The Reserve Bank of India (RBI) will launch an improved version of its inflation-indexed bonds (IIBs) later this month. First launched earlier this year, IIBs were linked to the wholesale price index (WPI), and proved a damp squib.
So, in order to woo consumers and wean them off gold, the RBI has benchmarked the new version of IIBs against the consumer price index (CPI).
Financial experts are unanimous that the CPI-linked IIB will prove to be a better product than the WPI-linked bond. So, should you bet your money on it? Not before you get to know the new bond intimately.
Experts believe post-tax returns on CPI-linked IIBs may not be very attractive. For, the rate of interest will be the inflation rate plus a fixed rate, which is going to be 1.5%.
Now, the CPI used in this case will come with a lag of three months. For example, September’s CPI would be used as the reference point for December.
Assuming that you are in the highest tax bracket (30%) and the interest rate applicable is 11.5% (10% CPI + 1.5% fixed rate), the post-tax returns work out to 8.17%.
For someone in the 20% tax bracket, the post-tax returns will be 9.39%. So, in both cases, CPI-linked IIBs would not provide relief from inflation. But, if you are in the lowest tax bracket (10%), then returns at 10.6% would beat inflation.
Financial advisers say that CPI-linked IIBs score better when compared with fixed deposits or FDs; but they appear to pale in comparison to tax-free bonds or a public provident fund (PPF).
Suresh Sadagopan of Ladder Seven Financial Advisory Services believes that CPI-linked IIBs can be a good substitute for FDs but not PPF or tax-free bonds, particularly for people in the higher tax brackets.
Harsh Roongta, CEO of apnapaisa.com, points out that the interest rates will be variable depending on the CPI. As a result, your returns will vary, and this can prove to be a deterrent.
“Historically, floating interest rate products have never been successful in India. CPI-linked IIBs may not be any different.”
Even without any real income, there will be tax outgo on CPI-linked IIBs every year, says Roongta. “The interest is accumulated, so you will get it only at the end of the term, which is ten years with a minimum lock-in of three years. The lock-in for senior citizens (aged 65 and above) is one year.
But, at the same time, you will have to keep paying taxes every year even without any real income.”
Experts also believe that CPI-linked bonds will not be able to wean people off gold. For, the product will face stiff operational challenges. If banks are not offered adequate incentives, it is likely that the CPI-linked IIBs may well go the National Pension System or NPS way, a failure.

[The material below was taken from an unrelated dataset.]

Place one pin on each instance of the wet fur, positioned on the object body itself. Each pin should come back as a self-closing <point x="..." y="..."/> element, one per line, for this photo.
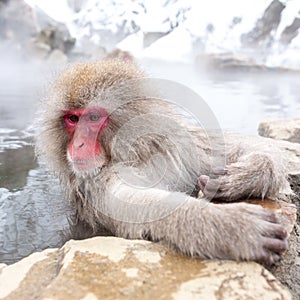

Other procedural hassles like the need to open a bond ledger account and pay fine for early redemptions, could work against CPI-linked IIBs.
Inflation bonds in a nutshell
Rs 5,000 Minimum investment
Rs 5,00,000 Maximum investment
Tenor - ten years
Expected launch - the second half of this month
Key features - can be used as collateral from banks, NBFCs; early redemption will attract a penalty of 50% of the last coupon payable.